Icebergs aren’t nearly as hard to find. In Scoresbysund, the world’s largest fjord system, a labyrinth of waterways, we cruise through Iceberg Alley near Rode Island. It’s a jaw-dropping spectacle of soaring pillars, arches and ice caves, sculpted into outlandish shapes.

We’re anchoring off Ittoqqortoormiit, home to 350 east Greenlanders and around 100 sled dogs. The town was built in 1924 by a Dane, Ejnar Mikkelsen, before Greenlanders from the village of Ammasalik, 800 kilometres south, arrived to settle the area a year later.

Hunting was originally the mainstay of its economy, but now the village relies on tourism (there’s a small museum and guesthouse, which offers dog sled tours, hiking and fishing trips), although locals still export sealskin and polar bear pelts. Hunting restrictions are in place but the village has a quota of 35 polar bears a year.

We’re starting to develop berg-blindness and have overdosed on ice, but we’re not prepared to give up on sighting a bear up close. “It’s not over till it’s over,” Gary reminds us.

And he’s right.

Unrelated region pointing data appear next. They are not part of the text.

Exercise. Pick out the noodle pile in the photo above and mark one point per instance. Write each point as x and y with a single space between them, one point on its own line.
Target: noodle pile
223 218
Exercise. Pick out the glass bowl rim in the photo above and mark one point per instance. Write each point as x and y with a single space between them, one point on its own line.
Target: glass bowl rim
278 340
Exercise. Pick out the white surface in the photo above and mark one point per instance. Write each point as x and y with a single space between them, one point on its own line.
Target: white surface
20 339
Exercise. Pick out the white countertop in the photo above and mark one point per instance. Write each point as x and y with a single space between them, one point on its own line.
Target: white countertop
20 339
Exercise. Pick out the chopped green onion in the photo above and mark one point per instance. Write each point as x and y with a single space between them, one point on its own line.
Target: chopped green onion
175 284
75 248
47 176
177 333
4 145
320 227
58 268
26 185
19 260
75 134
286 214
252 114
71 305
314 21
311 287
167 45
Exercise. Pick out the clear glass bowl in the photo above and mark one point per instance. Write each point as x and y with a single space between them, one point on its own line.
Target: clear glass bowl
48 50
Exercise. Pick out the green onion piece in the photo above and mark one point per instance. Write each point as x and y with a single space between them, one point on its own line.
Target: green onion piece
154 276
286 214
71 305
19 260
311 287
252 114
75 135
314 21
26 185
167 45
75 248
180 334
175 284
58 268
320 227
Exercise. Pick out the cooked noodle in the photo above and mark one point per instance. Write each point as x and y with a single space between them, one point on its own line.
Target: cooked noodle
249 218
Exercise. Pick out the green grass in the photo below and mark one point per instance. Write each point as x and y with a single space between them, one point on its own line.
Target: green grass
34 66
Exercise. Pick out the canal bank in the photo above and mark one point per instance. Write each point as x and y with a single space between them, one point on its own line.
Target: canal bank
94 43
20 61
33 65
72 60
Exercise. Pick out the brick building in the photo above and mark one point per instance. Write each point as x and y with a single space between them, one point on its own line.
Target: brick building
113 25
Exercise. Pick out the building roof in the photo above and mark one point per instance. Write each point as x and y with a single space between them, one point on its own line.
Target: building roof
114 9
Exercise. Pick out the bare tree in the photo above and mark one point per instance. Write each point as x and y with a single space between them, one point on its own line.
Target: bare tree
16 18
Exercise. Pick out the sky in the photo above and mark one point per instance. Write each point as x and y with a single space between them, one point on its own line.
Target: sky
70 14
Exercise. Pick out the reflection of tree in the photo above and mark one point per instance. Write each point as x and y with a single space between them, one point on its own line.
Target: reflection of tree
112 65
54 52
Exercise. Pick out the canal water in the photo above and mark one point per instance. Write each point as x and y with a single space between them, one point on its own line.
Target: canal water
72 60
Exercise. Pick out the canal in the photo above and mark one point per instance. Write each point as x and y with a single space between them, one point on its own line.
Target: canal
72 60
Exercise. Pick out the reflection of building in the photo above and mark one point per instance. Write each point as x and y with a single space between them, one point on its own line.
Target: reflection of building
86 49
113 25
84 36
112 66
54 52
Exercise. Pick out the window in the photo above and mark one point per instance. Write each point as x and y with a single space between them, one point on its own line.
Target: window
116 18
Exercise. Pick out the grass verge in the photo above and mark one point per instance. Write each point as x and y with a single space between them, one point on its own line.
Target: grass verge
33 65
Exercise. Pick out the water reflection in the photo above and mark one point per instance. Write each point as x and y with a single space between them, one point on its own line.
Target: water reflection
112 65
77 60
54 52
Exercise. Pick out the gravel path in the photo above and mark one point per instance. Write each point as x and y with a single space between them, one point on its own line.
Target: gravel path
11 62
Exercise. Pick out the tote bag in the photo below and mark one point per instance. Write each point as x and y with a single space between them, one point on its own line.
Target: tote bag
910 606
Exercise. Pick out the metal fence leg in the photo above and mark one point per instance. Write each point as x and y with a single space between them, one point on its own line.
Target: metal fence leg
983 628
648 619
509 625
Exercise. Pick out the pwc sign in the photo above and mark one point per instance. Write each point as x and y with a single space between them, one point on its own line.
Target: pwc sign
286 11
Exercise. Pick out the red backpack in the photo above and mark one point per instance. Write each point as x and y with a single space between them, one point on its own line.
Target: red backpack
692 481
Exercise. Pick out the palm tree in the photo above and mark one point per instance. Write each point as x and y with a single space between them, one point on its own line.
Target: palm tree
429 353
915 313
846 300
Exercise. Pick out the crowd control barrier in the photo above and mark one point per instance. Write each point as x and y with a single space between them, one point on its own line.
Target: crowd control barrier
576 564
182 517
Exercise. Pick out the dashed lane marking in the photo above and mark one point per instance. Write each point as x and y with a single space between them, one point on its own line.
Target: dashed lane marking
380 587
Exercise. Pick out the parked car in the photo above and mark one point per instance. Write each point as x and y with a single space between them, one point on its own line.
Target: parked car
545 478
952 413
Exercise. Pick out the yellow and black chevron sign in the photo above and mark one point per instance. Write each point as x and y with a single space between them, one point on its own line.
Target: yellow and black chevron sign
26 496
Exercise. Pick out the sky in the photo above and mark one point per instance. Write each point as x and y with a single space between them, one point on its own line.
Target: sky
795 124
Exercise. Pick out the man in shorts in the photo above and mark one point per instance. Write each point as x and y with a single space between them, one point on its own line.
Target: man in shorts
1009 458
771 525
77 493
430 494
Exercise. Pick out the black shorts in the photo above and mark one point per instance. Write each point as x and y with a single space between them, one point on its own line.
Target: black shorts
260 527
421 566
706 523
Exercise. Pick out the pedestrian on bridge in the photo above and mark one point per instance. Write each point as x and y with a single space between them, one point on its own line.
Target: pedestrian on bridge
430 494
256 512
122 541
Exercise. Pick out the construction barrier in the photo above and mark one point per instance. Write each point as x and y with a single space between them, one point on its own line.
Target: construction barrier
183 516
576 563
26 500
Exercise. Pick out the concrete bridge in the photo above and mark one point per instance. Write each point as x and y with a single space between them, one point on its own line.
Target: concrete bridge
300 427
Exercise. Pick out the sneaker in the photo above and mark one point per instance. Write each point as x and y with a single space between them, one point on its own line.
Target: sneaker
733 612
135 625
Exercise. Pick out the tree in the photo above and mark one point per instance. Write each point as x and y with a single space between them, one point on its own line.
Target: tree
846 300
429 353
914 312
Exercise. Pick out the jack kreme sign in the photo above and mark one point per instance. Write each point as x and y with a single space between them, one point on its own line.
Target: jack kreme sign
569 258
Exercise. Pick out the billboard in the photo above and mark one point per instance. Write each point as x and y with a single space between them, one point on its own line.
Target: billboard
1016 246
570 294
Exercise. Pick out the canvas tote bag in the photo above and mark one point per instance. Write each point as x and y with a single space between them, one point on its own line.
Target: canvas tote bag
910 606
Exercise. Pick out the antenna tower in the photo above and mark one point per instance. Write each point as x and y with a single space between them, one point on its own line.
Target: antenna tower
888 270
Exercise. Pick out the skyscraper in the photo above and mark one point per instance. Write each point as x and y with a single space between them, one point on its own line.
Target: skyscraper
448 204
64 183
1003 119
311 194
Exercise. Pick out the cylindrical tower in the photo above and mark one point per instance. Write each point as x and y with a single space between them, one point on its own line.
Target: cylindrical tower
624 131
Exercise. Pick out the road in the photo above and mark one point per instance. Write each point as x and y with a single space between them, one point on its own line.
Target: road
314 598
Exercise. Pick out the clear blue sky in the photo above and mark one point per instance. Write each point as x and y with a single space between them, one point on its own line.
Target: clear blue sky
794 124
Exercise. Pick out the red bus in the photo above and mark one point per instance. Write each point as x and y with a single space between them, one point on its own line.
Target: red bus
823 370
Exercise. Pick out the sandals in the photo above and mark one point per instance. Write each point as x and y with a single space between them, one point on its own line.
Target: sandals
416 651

At 5.30am on our last morning his voice crackles over the intercom: “We have bears! Zodiacs launching in 30 minutes.”

Scrambling out of our bunks, we grab our life jackets and make our way on deck, and there, lumbering along the shore, is a polar bear drama unfolding. A large male is chasing off a younger bear, while a mother and two cubs run in the other direction.

It’s a pinch-yourself, lump-in-the-throat moment – the best day of the expedition. Puttering around Rømer Fjord in Zodiacs, we watch the bears pick at a narwhal carcass left on the shore by hunters. We keep a safe distance, but when a bear decides to take a swim, it makes the kayakers work hard to avoid doing the same. By the end of the day, the bear count reaches a greedy seven.

The next morning’s Puffin Post fittingly quotes an excerpt from Polar Bears by Dr Ian Stirling: “A wild polar bear is the Arctic incarnate. The Arctic is not a forsaken wasteland to a polar bear, it’s home.” And one that we have been privileged to share.